If they are early in the cycle, they may not be qualified, and are probably just doing research. Just like a window shopper who responds to the pushy sales clerk that they’re “just looking.” Your goal is NOT to be the pushy sales clerk. Again, a laser-focused Lead Magnet allows them to qualify themselves, AND offer you the chance to invite them back without feeling sales-y.
Instead, you carefully shepherd the potential client into more trust and interest with carefully timed emails, social media interaction, success stories, videos, other customers’ positive feedback and offers, especially for helpful webinars or white papers that position you as not just a salesperson, but an educator.
And with each step your prospective client descends, they’re further qualifying themselves.
Then once the prospect gets deep enough into the sales cycle, you’ll want to be highly responsive help to complete the purchase. If you come on too strong too early, or not enough too late, both lead to buyer frustration and sayonara to your sale and future business. And don’t forget that all-important post-sale follow-up to ask for their positive feedback.
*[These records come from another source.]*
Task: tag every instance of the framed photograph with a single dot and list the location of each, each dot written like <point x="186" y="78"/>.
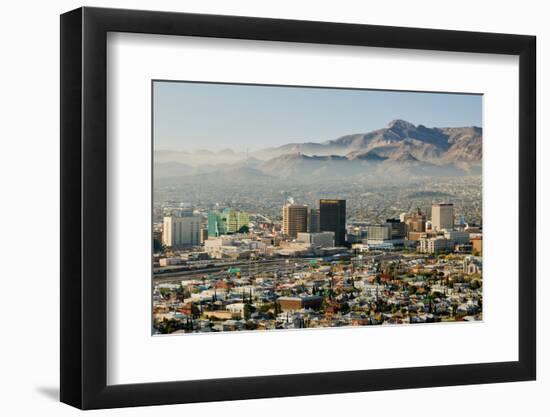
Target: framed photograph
<point x="258" y="208"/>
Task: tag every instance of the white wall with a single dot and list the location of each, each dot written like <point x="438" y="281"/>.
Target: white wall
<point x="30" y="175"/>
All the while tracking their movement with a CRM and using that data to improve your process.
It’s Not Over Yet!
Yes, I said improve your process. While building a well-designed sales cycle tracking and follow-up system leads to more efficiency and profitability, you can’t rest on your laurels. The point of creating the automated funnel is not to sit back and just gather in the profits. It’s to make your business and system more workable so you can spend more time developing the business – and hopefully, more time resting.
I know it’s odd to think of an entrepreneur resting, but quality of life is important too. Do the heavy, strategic lifting on the front end, and it’ll be easier to make sales and tweak the process as it goes, so that you’re not just growing your dream business, you’re nourishing your dream life as well.